То, что стрелки так и не покинули свои окопы, было плохо — свидетельствовало, что никакого наступления не будет — провалилось наступление. Либо, понимая, что силёнок скоплено, в общем-то, мало, мудрое командование перенесло его на другой срок.
Старший лейтенант остановился и, поджидая пехотинцев, выбил изо рта твёрдый комок (это была слюна, смешанная с землёй), рукавом ватника стёр со лба пот. Горько, жалостливо пробормотал:
— Эх, Юра, Юра!
Было жаль Артюхова. Куда тот теперь без ноги, кому он нужен? Родине? В этом Горшков сильно сомневался: наша Родина научилась за последние пятьдесят лет отказываться от своих сыновей, верой и правдой служивших… Так было при царе, так было и после царя.
Двое шустрых потных солдат подползли к нему, молча перехватили Артюхова — тот даже не шевельнулся: в сознание он не пришёл. Горшков закинул за спину автомат, туда же сдвинул объёмистую кирзовую сумку и пополз следом за пехотинцами.
По дороге выкашлял из себя горько — в который уж раз:
— Эх, Юра, Юра!.. — И в глотку набилась горечь, и в грудь, и в сердце — всюду была сплошная горечь. Даже воздух подле этой высотки был горьким.
В окопе Артюхова ждала санинструктор-фельдшерица — угрюмая женщина с тёмными глазами и морщинистым старым ртом: по женскому полу война проходится более жестоко, чем по мужскому, уродует баб, и фельдшерица была наглядным тому примером. Артюхова уложили на плащ-палатку и бегом потащили вдоль хода сообщения в дальний угол — оттуда можно было без особой опаски перескочить в низкую, опаленную чёрным огнём лощину и по ней уйти в тыл.
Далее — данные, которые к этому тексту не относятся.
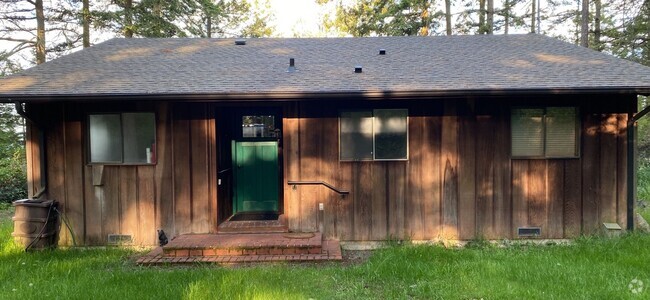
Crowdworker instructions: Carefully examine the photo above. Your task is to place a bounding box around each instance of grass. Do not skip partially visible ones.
[0,210,650,299]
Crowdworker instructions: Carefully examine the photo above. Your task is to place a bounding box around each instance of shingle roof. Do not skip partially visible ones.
[0,34,650,101]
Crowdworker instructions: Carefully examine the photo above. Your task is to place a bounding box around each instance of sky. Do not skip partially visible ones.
[269,0,323,37]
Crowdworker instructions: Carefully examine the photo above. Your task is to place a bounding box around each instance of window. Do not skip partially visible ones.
[88,113,156,164]
[242,115,280,138]
[511,107,579,158]
[339,109,408,161]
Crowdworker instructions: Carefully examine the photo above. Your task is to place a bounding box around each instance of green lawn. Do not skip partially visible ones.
[0,214,650,299]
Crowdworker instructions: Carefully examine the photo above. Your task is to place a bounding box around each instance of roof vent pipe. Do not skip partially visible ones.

Горшков проводил земляка, вздохнул зажато — больше ничем помочь Артюхову он не мог, махнул рукой обречённо — в этот красноречивый жест он вложил всю досаду, всю боль, что переполняла его, и двинулся назад, на сопочку: ни Мустафу, ни Соломина оставлять там было нельзя.
Контуженных вообще нельзя оставлять без присмотра.
Наступление не состоялось. Говорят, где-то сбоку пробовали наступать на немцев два стрелковых полка, но ничего у них не получилось — а может, вообще это было не наступление, а обычная разведка боем прошлась по нейтральному пространству с оружием в руках, может, было что-то ещё, — после этого противоборствующие армии вновь встали в долгую оборону. Тем временем высшее командование справедливо посчитало, что слишком накладно держать полновесный артиллерийский полк на бездействующем участке фронта, и перебросило 685-й артполк на юг, под Сталинград, где шли затяжные, очень тяжёлые бои и просвета не было видно, — перебросило целиком, вместе с пушками, людьми, штабными бумагами и знаменем, с дедками хозяйственной роты, обеспечивающей жизнедеятельность командиров, и лошадьми, которые таскали пушки лучше постоянно ломающихся на морозе тракторов.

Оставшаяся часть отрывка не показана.